Zum Glück befindet sich direkt darunter ein Link zum RKI (natürlich mit eigener Cookie-Warnung), dahinter verbirgt sich eine Wall of Text mit allen Gebietsarten und Ländern aufgelistet… Keine Flaggen, keine Tabelle, kein Inhaltsverzeichnis.
(Ja, wir scrollen wirklich 1:10min!) pic.twitter.com/52GZ9OS5It
— zerforschung (@zerforschung) February 28, 2021
So würden Besucher des Info-Links von einer Textwand erschlagen, deren kontinuierliches Durchscrollen auf dem iPhone über 70 Sekunden in Anspruch nehmen würde – nur das Scrollen.
Zudem würden falsche Sprach- und Cookie-Einstellungen das Angebot behindern. Defekte Links in den Info-Dokumenten für Einreisende würden Phishing-Versuche möglich machen.

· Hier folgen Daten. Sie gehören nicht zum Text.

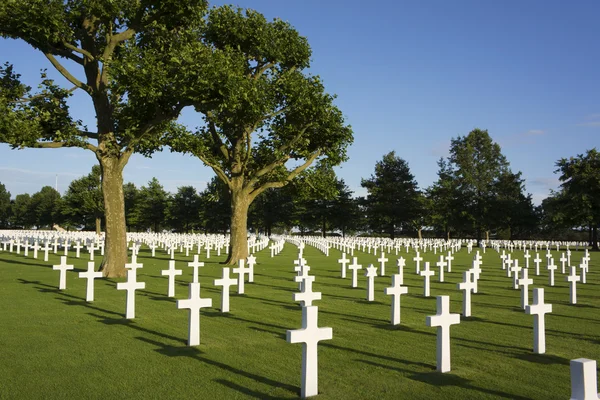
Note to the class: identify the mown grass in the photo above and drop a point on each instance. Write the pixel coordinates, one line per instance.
(55, 345)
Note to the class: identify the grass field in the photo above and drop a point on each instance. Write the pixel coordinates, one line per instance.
(55, 345)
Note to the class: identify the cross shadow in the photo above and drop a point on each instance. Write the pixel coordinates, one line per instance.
(194, 353)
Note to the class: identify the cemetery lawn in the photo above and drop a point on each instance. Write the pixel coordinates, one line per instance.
(56, 345)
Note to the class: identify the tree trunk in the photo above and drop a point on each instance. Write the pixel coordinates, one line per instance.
(115, 256)
(238, 244)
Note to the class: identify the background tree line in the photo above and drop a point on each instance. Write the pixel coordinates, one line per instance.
(476, 195)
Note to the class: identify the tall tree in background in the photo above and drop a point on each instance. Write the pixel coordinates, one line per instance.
(393, 195)
(580, 177)
(151, 207)
(476, 164)
(269, 120)
(128, 57)
(83, 202)
(5, 208)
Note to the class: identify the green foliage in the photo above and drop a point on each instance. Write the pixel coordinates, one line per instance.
(5, 207)
(393, 201)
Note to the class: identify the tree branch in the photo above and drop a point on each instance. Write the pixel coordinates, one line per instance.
(63, 71)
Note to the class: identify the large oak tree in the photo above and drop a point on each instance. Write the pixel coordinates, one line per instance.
(127, 56)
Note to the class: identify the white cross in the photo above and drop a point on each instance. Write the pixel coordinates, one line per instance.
(130, 286)
(537, 260)
(382, 260)
(195, 264)
(467, 286)
(251, 261)
(62, 267)
(194, 303)
(307, 296)
(396, 290)
(343, 261)
(573, 279)
(90, 275)
(241, 270)
(354, 267)
(226, 282)
(524, 282)
(418, 260)
(371, 273)
(310, 335)
(539, 309)
(551, 268)
(443, 320)
(449, 259)
(441, 264)
(427, 274)
(171, 273)
(584, 383)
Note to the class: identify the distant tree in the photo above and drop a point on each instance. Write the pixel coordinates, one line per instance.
(476, 164)
(184, 209)
(22, 215)
(151, 207)
(130, 57)
(269, 120)
(580, 177)
(5, 208)
(46, 206)
(83, 203)
(393, 196)
(131, 199)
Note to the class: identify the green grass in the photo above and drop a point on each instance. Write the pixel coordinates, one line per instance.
(55, 345)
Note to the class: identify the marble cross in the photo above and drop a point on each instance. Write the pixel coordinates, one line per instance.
(443, 320)
(396, 290)
(90, 275)
(171, 273)
(63, 267)
(194, 303)
(226, 282)
(310, 335)
(539, 309)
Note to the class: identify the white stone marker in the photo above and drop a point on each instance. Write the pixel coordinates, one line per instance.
(307, 296)
(131, 286)
(382, 260)
(195, 264)
(343, 261)
(537, 260)
(584, 382)
(251, 262)
(524, 282)
(194, 303)
(396, 290)
(90, 275)
(539, 309)
(441, 264)
(310, 335)
(467, 286)
(354, 267)
(573, 279)
(371, 273)
(241, 270)
(426, 273)
(551, 268)
(443, 320)
(171, 273)
(63, 267)
(226, 282)
(418, 260)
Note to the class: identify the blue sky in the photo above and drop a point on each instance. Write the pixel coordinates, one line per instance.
(409, 77)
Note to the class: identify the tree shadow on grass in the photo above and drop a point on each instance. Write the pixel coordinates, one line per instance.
(196, 354)
(438, 379)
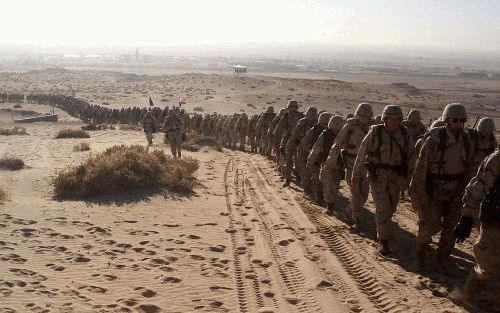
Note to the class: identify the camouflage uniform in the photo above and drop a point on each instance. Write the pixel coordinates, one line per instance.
(305, 147)
(241, 128)
(174, 130)
(252, 133)
(385, 154)
(303, 125)
(273, 139)
(438, 183)
(317, 157)
(148, 123)
(283, 131)
(262, 127)
(483, 284)
(483, 140)
(349, 139)
(416, 129)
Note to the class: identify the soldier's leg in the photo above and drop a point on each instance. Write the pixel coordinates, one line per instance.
(451, 217)
(149, 137)
(291, 151)
(428, 225)
(329, 187)
(385, 193)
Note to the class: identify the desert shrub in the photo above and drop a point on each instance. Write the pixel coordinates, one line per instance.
(11, 163)
(97, 127)
(14, 131)
(122, 168)
(82, 146)
(3, 196)
(130, 127)
(72, 133)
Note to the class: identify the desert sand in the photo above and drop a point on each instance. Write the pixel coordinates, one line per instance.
(241, 243)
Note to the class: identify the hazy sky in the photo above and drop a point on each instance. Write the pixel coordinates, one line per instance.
(469, 24)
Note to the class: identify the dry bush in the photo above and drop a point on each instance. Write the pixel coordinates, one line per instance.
(122, 168)
(72, 133)
(3, 196)
(194, 142)
(130, 127)
(14, 131)
(11, 163)
(82, 146)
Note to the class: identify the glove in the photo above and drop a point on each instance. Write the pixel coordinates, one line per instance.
(463, 229)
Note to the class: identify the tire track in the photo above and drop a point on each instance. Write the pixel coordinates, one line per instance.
(348, 289)
(358, 261)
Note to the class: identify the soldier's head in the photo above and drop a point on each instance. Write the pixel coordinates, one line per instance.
(392, 117)
(437, 123)
(455, 117)
(364, 113)
(324, 118)
(413, 117)
(311, 113)
(293, 105)
(336, 123)
(486, 126)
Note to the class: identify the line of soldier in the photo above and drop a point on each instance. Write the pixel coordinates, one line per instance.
(389, 155)
(451, 172)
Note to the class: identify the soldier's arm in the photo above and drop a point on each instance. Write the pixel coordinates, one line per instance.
(338, 143)
(480, 184)
(279, 127)
(359, 169)
(315, 151)
(417, 184)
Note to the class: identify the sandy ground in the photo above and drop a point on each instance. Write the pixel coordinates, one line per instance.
(242, 243)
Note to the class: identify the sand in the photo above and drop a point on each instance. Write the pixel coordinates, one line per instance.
(241, 243)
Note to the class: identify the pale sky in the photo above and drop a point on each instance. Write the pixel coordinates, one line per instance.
(448, 24)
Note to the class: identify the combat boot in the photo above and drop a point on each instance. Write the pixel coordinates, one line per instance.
(384, 249)
(421, 254)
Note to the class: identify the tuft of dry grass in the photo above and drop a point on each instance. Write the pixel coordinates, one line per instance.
(14, 131)
(72, 133)
(98, 127)
(82, 146)
(130, 127)
(122, 168)
(11, 163)
(3, 196)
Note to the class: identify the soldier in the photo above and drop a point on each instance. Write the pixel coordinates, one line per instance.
(273, 140)
(317, 158)
(174, 131)
(262, 127)
(443, 169)
(349, 139)
(303, 150)
(483, 140)
(482, 200)
(299, 131)
(241, 128)
(148, 123)
(284, 129)
(252, 133)
(416, 129)
(385, 152)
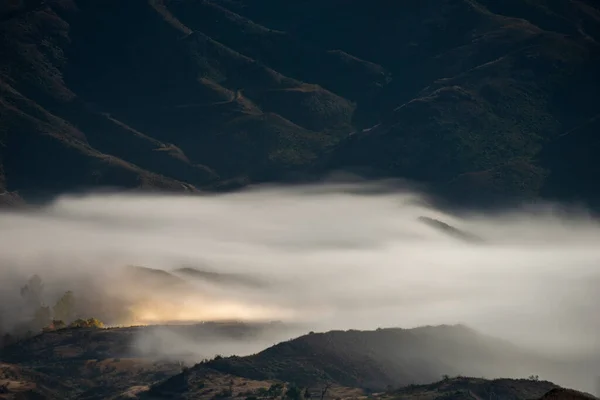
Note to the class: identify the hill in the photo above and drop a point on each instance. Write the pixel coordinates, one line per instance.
(470, 96)
(375, 360)
(387, 363)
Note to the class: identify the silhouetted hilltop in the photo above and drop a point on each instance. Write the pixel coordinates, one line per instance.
(468, 96)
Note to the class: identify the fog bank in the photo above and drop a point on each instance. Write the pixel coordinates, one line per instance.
(335, 256)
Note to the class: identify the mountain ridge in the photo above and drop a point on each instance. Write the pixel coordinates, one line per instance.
(464, 96)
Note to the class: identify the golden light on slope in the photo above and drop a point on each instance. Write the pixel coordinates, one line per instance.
(156, 311)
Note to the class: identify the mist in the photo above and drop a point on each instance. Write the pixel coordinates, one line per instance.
(335, 256)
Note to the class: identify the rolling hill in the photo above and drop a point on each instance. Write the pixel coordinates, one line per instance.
(473, 97)
(383, 364)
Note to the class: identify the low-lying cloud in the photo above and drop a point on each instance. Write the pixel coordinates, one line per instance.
(335, 256)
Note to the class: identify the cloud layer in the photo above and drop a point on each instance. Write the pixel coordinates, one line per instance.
(329, 256)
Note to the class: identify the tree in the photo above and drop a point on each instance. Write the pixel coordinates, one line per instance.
(325, 389)
(275, 390)
(64, 309)
(86, 323)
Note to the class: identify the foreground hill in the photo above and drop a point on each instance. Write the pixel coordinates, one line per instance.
(109, 363)
(470, 96)
(374, 360)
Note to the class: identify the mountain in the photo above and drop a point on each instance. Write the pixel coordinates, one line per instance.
(374, 360)
(476, 98)
(387, 363)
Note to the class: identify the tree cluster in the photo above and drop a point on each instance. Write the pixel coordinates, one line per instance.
(44, 318)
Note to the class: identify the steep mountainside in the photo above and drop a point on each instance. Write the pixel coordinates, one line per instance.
(471, 96)
(374, 360)
(87, 363)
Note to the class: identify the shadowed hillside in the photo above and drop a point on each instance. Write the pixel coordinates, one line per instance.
(105, 363)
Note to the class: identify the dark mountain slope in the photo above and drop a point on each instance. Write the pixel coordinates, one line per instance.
(467, 95)
(376, 359)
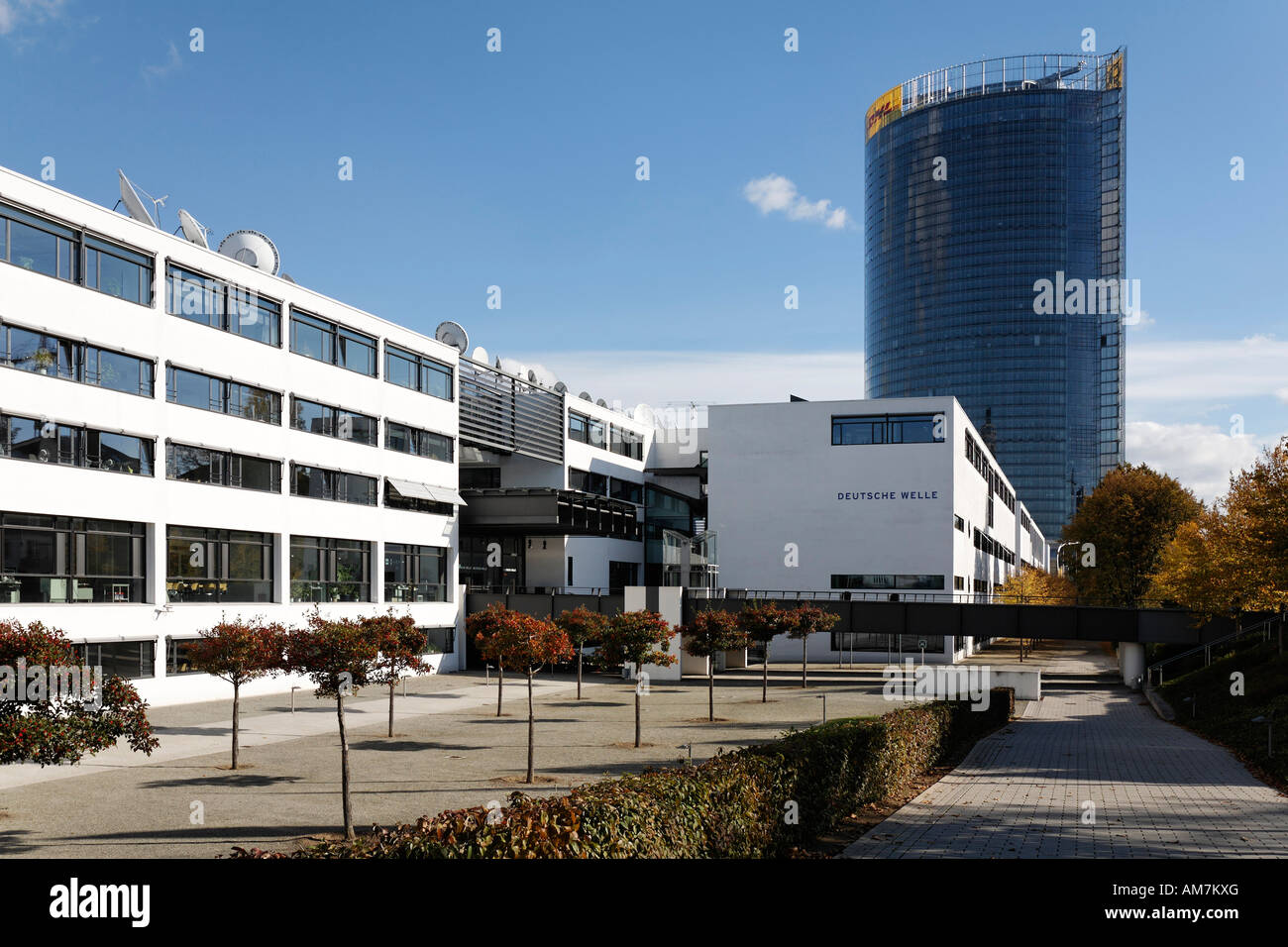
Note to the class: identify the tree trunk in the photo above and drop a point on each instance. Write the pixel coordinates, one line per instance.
(531, 718)
(344, 770)
(711, 689)
(236, 720)
(391, 685)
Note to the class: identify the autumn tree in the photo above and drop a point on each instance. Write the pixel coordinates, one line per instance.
(240, 652)
(1037, 586)
(53, 709)
(402, 652)
(339, 656)
(763, 622)
(482, 626)
(638, 638)
(1121, 531)
(583, 628)
(709, 633)
(806, 620)
(526, 643)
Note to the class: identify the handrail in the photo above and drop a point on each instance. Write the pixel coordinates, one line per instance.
(1262, 626)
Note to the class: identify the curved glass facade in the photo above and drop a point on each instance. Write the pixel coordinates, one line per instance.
(971, 198)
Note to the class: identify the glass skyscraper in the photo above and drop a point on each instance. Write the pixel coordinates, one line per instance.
(995, 261)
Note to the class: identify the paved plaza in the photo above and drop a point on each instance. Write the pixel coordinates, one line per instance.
(1158, 789)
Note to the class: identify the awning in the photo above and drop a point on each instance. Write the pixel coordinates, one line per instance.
(423, 491)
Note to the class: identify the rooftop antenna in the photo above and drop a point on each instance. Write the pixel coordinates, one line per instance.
(452, 334)
(134, 204)
(192, 231)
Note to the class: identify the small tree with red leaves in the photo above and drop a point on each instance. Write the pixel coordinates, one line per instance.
(638, 638)
(402, 652)
(240, 652)
(709, 633)
(526, 643)
(583, 628)
(53, 709)
(805, 620)
(764, 622)
(339, 655)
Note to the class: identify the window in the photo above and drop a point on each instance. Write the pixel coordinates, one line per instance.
(320, 483)
(43, 247)
(417, 372)
(117, 270)
(481, 478)
(178, 656)
(622, 574)
(218, 565)
(65, 560)
(339, 423)
(223, 305)
(51, 442)
(888, 429)
(50, 355)
(413, 504)
(625, 489)
(329, 342)
(415, 574)
(627, 442)
(439, 641)
(421, 444)
(888, 581)
(129, 660)
(588, 482)
(209, 393)
(223, 468)
(329, 570)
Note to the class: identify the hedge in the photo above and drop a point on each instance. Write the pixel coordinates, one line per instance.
(733, 805)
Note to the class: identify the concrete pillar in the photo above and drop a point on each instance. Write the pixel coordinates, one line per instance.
(1131, 663)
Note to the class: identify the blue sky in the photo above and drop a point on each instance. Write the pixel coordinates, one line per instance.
(518, 169)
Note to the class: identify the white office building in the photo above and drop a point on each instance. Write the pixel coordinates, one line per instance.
(877, 499)
(187, 436)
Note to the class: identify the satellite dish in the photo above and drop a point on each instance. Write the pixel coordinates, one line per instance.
(254, 249)
(452, 334)
(192, 231)
(134, 202)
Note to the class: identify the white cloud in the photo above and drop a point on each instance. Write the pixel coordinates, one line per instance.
(14, 13)
(1202, 457)
(774, 193)
(172, 62)
(1206, 369)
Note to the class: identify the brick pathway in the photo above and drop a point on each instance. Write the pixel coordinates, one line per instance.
(1158, 791)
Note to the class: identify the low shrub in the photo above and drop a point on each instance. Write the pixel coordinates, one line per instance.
(733, 805)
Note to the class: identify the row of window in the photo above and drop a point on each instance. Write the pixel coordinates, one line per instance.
(68, 560)
(137, 659)
(29, 350)
(46, 247)
(590, 431)
(888, 429)
(226, 395)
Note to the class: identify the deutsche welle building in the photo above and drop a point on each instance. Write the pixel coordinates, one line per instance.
(982, 182)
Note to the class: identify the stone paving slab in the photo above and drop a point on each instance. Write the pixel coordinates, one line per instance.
(1159, 791)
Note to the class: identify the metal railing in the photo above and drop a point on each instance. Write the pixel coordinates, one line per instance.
(1261, 628)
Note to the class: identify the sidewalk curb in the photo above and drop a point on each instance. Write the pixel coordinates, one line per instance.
(1162, 707)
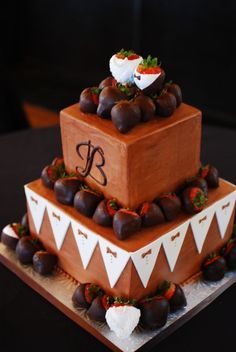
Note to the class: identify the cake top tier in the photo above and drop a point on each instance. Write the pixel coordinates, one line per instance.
(136, 92)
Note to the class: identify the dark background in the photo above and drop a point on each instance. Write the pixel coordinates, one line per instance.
(51, 50)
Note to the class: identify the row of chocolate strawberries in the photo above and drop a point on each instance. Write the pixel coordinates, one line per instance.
(126, 104)
(70, 190)
(123, 315)
(28, 249)
(216, 265)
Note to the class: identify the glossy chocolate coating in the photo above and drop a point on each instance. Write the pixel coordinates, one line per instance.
(46, 179)
(178, 300)
(78, 297)
(101, 215)
(154, 313)
(125, 224)
(165, 105)
(25, 250)
(96, 311)
(171, 206)
(187, 204)
(153, 216)
(157, 85)
(66, 188)
(215, 271)
(147, 107)
(108, 97)
(200, 183)
(175, 89)
(212, 177)
(86, 102)
(125, 115)
(44, 262)
(86, 202)
(9, 241)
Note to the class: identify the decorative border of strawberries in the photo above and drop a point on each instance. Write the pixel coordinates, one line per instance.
(70, 189)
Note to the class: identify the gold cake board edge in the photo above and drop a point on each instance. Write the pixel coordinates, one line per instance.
(59, 287)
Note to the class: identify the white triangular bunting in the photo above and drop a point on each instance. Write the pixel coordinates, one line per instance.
(115, 260)
(224, 209)
(37, 207)
(59, 222)
(86, 241)
(200, 224)
(144, 260)
(172, 243)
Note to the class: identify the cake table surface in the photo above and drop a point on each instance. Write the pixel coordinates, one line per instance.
(27, 319)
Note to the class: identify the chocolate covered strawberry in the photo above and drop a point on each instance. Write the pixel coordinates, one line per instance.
(200, 183)
(44, 262)
(146, 106)
(149, 76)
(107, 99)
(123, 65)
(125, 223)
(193, 199)
(173, 293)
(165, 104)
(170, 204)
(174, 89)
(210, 174)
(66, 188)
(86, 201)
(214, 267)
(26, 247)
(84, 294)
(125, 115)
(107, 82)
(105, 211)
(228, 251)
(154, 312)
(89, 99)
(12, 233)
(151, 214)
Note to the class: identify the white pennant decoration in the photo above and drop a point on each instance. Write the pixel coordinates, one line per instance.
(86, 241)
(144, 260)
(200, 224)
(224, 209)
(172, 243)
(115, 260)
(37, 207)
(59, 222)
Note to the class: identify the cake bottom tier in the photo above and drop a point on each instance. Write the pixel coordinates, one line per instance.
(133, 268)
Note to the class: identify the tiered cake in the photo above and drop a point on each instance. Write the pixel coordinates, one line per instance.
(133, 167)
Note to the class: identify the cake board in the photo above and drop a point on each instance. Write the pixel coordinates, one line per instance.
(59, 287)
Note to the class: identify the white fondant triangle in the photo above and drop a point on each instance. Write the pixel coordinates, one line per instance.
(144, 260)
(115, 260)
(224, 209)
(86, 241)
(37, 207)
(172, 243)
(200, 224)
(59, 222)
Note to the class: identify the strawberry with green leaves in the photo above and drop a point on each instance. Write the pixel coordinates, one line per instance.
(173, 293)
(105, 212)
(210, 174)
(214, 267)
(123, 64)
(125, 223)
(149, 76)
(194, 200)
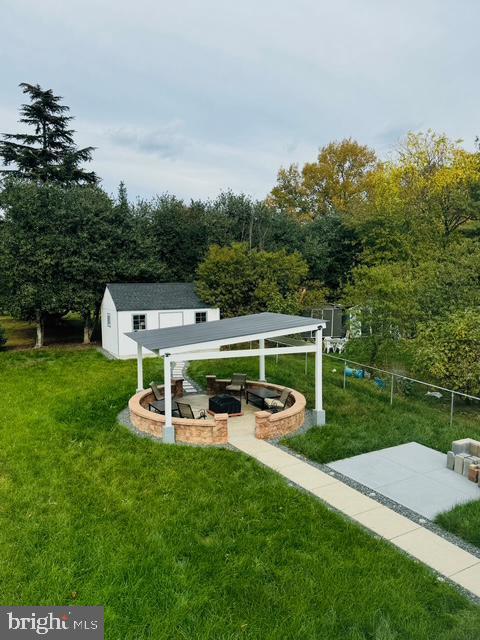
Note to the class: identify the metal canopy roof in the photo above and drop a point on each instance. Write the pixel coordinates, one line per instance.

Um die Entscheidungen, die im Hintergrund zu dem jetzt gestarteten SMS-Info-Dienst geführt haben, besser zu verstehen, hat ZERForschung eine Anfrage an das Bundesministerium für Gesundheit gestellt und um alle Dokumente „zu Beauftragung und Umsetzung der Corona-SMS“ gebeten.